You’ve probably noticed the pattern by now. Every new tool, every update, every conference keynote — they all shove AI into the pipeline. Your code editor suggests completions. Your CI pipeline auto-generates tests. Your slide deck tool? Of course it’s got an AI button now. Because apparently, converting Markdown to PowerPoint is too hard for a human to handle.
I’m tired of it. And I think you are too.
Recently, a developer named Songmu released Slidown — a tool that converts Markdown to PowerPoint presentations. Pure Go. No AI. No API calls. No probabilistic nonsense. Just a deterministic, offline, blazing-fast binary that does one thing and does it well.
The most radical feature in Slidown isn’t what it does — it’s what it doesn’t do. It doesn’t guess. It doesn’t hallucinate. It doesn’t require a subscription. It doesn’t send your data to a server in Iowa. It just runs. And that, right now, feels revolutionary.
We’re in the middle of an AI cargo cult. Every tool must have a chatbot. Every feature must be ‘smart.’ But for structured, deterministic tasks — like transforming Markdown into a presentation — AI introduces worse outcomes. Slower generation. Non-deterministic output. A dependency on a network connection and an API key that could vanish tomorrow.
Think about the last time you used an AI-powered slide generator. You typed a prompt, waited, and got something that was almost right. Then you spent ten minutes fixing the formatting, the bullet points, the font sizes. The AI didn’t save you time. It cost you time — plus the mental overhead of checking its work.
No AI is rapidly becoming a premium feature. For reliability, speed, and developer sanity, deterministic code wins every time. Slidown processes a Markdown file in milliseconds. It produces a PowerPoint file that looks exactly like you’d expect. No surprises. No ‘oh, I forgot to mention the slide should have a title.’

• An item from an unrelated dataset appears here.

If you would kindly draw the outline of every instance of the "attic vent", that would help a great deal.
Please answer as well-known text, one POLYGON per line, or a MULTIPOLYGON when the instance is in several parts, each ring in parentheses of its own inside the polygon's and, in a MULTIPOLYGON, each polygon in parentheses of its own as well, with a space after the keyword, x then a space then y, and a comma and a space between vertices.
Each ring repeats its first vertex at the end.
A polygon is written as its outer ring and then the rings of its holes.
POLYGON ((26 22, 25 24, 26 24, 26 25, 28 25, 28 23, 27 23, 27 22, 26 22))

I’m not anti-AI. I use LLMs for brainstorming, for code reviews, for writing awkward emails. But when I need to turn a structured document into a presentation, I want a tool that just works. I want dependency-light, offline-capable, deterministic software. I want Slidown.
This is the contrarian truth that the hype cycle doesn’t want you to hear: For a huge class of tasks, the best solution is the boring one. The one that doesn’t need a GPU. The one that doesn’t call home. The one you can run on a plane, in a cave, or in a CI pipeline without worrying about rate limits.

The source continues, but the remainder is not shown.